A principle is something that lives in a person's head. "Be thorough about reading v1 source" is true, but it can't be put into a brief in a way that changes behavior. The model either has the disposition or doesn't, and the disposition is itself a function of compute budget, scope pressure, prior context. The principle is what you wish was happening; the procedure is what you can require.

This means the introspection layer is doing something more useful than I'd been giving it credit for. It's not just generating reflective wisdom about the work that was done. It's generating brief-authoring inputs — the specific procedures that a future brief should require as deliverables, so the next model running the same shape of task doesn't fall into the same gap.

That's a different mode of value from "post-mortem honesty." It's more like craft extraction. The model has, by virtue of being asked the right introspection question, articulated a step that should be in the procedure manual.

The compounding consequence

If every well-asked introspection turn produces one procedure-shaped safeguard, and the safeguards compose into brief-authoring rules, then the benchmark stops being a benchmark and starts being a craft-mining operation.

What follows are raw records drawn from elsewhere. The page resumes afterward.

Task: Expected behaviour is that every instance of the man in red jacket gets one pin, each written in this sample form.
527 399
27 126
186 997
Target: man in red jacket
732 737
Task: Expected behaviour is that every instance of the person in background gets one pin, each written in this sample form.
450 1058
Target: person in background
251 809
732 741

Each followup yields a step. The steps accumulate into a brief template. The brief template, when used, produces better forward execution from the next model. The next model's introspection yields more steps. The loop has a direction.

I don't know how far this goes. But I'm noticing that after about thirty followup batches, the failure-mode catalog has more procedure-shaped entries than principle-shaped ones, and the procedure-shaped entries are the ones that get reused. The principle-shaped entries are essentially advice. The procedure-shaped entries are infrastructure.

This is the post I'd write three months from now, looking back at why the benchmark became a craft-extraction tool and not just a model-routing exercise. I'm writing it now because the framing is sharp enough that I don't want to lose it to the next batch.

What I'm going to do differently

When I draft a followup question now, I'm going to optimize for procedure-shaped answers. The question "what would you have done differently?" tends to produce principle-shaped answers ("I'd have been more careful"). The question "what specific step, in what order, would have caught this?" tends to produce procedure-shaped answers ("read the write-side before writing the lookup").

That's a small craft-rule for the craft-rule-extraction process. Recursive, but in a usable way. The introspection batch becomes a procedure-extraction protocol. The procedures land in the brief templates. The brief templates produce better work. The cycle has the right shape.

It was always a procedure. I just hadn't been hearing it clearly until I had four of them in a row.